The one thing I know government is good for is countervailing against monopoly. It’s not great at that either, but it is the only force I know that is fairly reliable. But if you’ve got a truly free market you only have a free market for a while before it becomes completely regulated by those aspects of it that have employed power laws to gain a complete monopoly.
The above paragraph appears in the latest edition of libertarian magazine Reason, one of the best and most thought-provoking mags out there in my opinion. The quote is taken from John Perry Barlow, veteran campaigner for civil liberties issues, scourge of government attempts to invade privacy, and a writer of lyrics for none other than the Grateful Dead.
And yet the above quotation is to my mind a piece of economic illiteracy so bad that I was rather surprised that the Reason interviewer, Brian Doherty, let him get away with his assertion about the free market so easily. However, where Reason failed, Samizdata can step in.
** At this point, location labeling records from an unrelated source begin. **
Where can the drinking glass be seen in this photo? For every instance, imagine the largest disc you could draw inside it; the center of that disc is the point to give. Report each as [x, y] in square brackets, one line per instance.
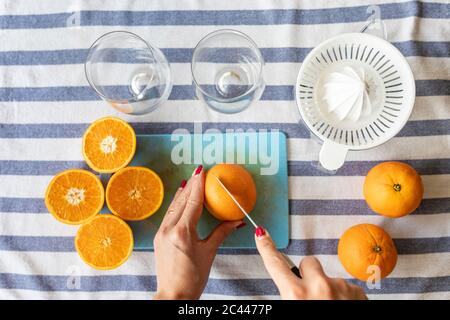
[227, 71]
[128, 72]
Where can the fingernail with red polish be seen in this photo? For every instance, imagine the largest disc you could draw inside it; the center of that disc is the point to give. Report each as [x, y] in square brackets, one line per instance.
[260, 232]
[198, 170]
[243, 224]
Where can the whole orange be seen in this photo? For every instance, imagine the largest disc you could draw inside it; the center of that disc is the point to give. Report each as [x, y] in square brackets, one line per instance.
[240, 184]
[366, 245]
[393, 189]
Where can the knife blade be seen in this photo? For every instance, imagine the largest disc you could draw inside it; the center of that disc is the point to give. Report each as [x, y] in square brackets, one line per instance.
[289, 262]
[236, 202]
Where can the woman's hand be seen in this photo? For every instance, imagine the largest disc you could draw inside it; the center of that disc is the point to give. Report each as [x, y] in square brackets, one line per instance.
[314, 284]
[183, 261]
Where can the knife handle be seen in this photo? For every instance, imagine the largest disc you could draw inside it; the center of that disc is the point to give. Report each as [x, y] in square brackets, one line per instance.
[296, 271]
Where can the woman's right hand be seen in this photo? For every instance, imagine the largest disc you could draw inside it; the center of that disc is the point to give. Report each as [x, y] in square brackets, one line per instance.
[314, 284]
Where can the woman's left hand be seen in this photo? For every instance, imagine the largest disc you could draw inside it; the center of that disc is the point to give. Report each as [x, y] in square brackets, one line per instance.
[183, 260]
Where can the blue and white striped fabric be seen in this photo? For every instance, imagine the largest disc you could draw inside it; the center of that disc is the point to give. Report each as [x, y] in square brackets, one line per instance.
[46, 104]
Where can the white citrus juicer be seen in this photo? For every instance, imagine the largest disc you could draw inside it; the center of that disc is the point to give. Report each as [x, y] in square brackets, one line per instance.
[354, 92]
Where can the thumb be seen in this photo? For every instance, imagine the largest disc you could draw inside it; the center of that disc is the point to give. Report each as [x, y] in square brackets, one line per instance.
[274, 262]
[220, 233]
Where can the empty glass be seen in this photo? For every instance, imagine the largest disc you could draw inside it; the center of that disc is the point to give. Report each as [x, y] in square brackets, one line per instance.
[133, 76]
[227, 71]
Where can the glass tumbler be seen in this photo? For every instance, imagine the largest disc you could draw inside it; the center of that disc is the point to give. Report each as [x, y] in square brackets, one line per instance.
[129, 73]
[227, 71]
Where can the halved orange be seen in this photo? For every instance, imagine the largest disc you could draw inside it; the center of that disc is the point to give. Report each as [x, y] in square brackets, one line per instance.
[104, 242]
[73, 196]
[109, 144]
[134, 193]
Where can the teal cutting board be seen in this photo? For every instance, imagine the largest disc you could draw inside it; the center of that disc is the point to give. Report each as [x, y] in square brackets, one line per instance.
[163, 154]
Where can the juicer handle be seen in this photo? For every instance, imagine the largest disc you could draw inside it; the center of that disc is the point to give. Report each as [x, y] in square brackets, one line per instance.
[374, 25]
[332, 155]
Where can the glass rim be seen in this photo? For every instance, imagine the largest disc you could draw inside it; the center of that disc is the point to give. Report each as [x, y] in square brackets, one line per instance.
[252, 43]
[102, 37]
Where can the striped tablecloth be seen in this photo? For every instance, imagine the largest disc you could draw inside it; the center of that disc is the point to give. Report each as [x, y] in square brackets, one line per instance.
[46, 104]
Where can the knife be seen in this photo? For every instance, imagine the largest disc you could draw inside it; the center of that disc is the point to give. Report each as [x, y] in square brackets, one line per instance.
[291, 264]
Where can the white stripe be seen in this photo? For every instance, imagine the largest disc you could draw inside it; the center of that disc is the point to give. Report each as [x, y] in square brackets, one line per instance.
[48, 6]
[41, 149]
[224, 267]
[341, 187]
[332, 227]
[298, 149]
[274, 74]
[426, 108]
[300, 187]
[23, 294]
[16, 294]
[188, 36]
[431, 147]
[302, 226]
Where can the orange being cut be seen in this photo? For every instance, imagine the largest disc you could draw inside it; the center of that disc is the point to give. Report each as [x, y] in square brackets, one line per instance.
[134, 193]
[104, 242]
[109, 144]
[74, 196]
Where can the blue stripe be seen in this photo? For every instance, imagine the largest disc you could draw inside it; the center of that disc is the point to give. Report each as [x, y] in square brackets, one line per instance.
[297, 207]
[296, 247]
[181, 92]
[232, 287]
[292, 130]
[359, 207]
[226, 17]
[361, 168]
[295, 168]
[184, 55]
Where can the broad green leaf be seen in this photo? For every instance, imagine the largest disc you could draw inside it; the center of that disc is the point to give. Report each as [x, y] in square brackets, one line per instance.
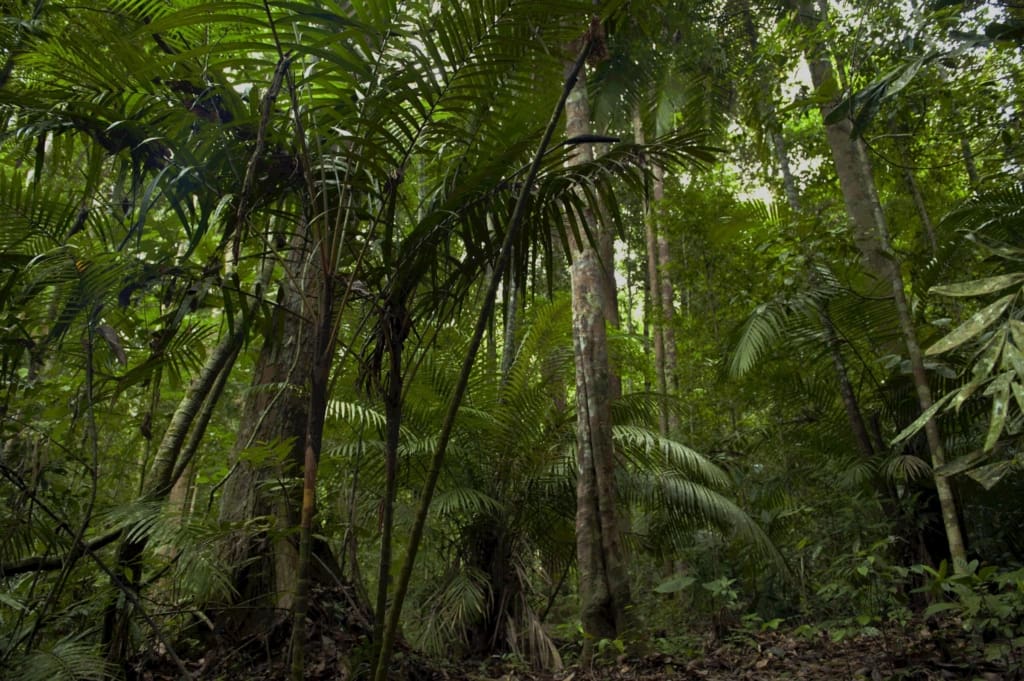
[1013, 358]
[989, 474]
[999, 389]
[1018, 393]
[979, 287]
[943, 606]
[961, 464]
[920, 422]
[973, 327]
[1017, 332]
[675, 583]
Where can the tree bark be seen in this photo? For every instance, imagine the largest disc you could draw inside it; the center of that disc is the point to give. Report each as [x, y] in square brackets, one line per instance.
[265, 560]
[870, 233]
[668, 299]
[604, 587]
[653, 299]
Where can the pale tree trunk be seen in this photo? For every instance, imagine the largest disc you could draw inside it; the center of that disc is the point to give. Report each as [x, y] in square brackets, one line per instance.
[870, 233]
[265, 561]
[913, 188]
[653, 299]
[668, 298]
[604, 586]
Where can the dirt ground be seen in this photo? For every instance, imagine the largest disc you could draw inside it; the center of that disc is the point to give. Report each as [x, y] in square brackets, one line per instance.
[337, 650]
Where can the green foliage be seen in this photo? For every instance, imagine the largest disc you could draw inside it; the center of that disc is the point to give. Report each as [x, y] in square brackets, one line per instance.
[987, 601]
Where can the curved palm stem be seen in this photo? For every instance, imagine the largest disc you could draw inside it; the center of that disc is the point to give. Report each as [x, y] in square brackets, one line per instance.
[380, 674]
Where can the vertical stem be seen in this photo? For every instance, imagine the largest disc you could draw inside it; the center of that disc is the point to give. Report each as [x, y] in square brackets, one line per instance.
[314, 438]
[416, 536]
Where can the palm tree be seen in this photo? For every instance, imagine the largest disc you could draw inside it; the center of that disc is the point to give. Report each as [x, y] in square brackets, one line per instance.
[237, 150]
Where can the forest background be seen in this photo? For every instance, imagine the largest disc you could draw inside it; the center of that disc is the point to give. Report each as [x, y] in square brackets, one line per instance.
[546, 332]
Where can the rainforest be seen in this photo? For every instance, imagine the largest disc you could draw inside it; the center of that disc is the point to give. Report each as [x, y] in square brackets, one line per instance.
[511, 339]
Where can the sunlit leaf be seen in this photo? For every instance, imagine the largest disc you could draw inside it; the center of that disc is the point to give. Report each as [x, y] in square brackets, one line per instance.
[973, 327]
[979, 287]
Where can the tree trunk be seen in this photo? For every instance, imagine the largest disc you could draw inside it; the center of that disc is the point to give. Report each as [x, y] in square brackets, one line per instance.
[870, 233]
[652, 316]
[667, 298]
[604, 587]
[264, 556]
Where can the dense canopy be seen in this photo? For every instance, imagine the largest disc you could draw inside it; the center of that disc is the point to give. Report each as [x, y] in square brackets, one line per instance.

First off, when Barlow talks of ‘power laws’, what exactly does he mean? If he means stuff like draconian copyright laws, or licencing privileges to shaft potential competitors, then surely such things are the creation of governments and not a feature of a ‘free market’! Most of the restrictions on competition which bar entrepreneurs from entering a field were created by governments in response to business lobbying. That is clearly a bad thing, but it is weird for Barlow to suggest that the remedy to such abuse of power is to ‘re-regulate’ the market to somehow make it freer. The solution to the problem is surely to cut the state down to size so that it cannot disburse such corporate welfare privileges to vested interests in the first place.
In holding this view, Barlow makes the classic mistake of so many folk who think they have discovered a fatal flaw in capitalism in that some sectors of an economy get to be dominated by one or two major businesses such as Microsoft or the aluminium firm Alcoa. “Monopoly!”, they cry, before demanding anti-trust style laws to break up businesses into smaller, supposedly more ‘perfectly’ competing bits. (Yes, I know Microsoft’s particular circumstances are open to many legitimate attacks – I am not an apologist for them, in case commenters bring this up). This view is based on the failure to grasp that just because a firm has X percent of a market share and is very big, it is therefore somehow able to coerce folk into buying its products. However inconvenient it may be for me to avoid using the products of Bill Gates, say, I can do so. Microsoft or General Motors do not force me to buy their services at the point of a gun.
Another mistake linked to this confusion about monopoly is the failure to see that competition is not a state of affairs desirable for its own sake, but rather a dynamic process in which economic actors like businessmen are trying to figure out new and better ways to satisfy demands and also to come up with goods and services previously unthought of. At any one freeze-frame of an economy, there will be big, mature businesses fighting to hold their ground and operating on thin profit margins; medium-scale firms still posting sharp growth, and embryonic small fry waiting to burst into the scene. If a big firm with a large market share takes its eye off the ball for a second, it quickly can be overtaken by a previously unkown upstart, as indeed happened to IBM and other firms once thought to be invincible by critics like Barlow.
Big businesses are often the worst defenders of free markets, and are often only too keen on spending millions of their shareholders’ money in lobbying for tariffs and other cushy deals from the State. But to expect the State, given its terrible track record, to make the market more “free” is one of the dumbest delusions there is.
Addendum: Thomas Sowell’s excellent Basic Economics is a good place to clear up the sort of economic fallacies such as Barlow’s.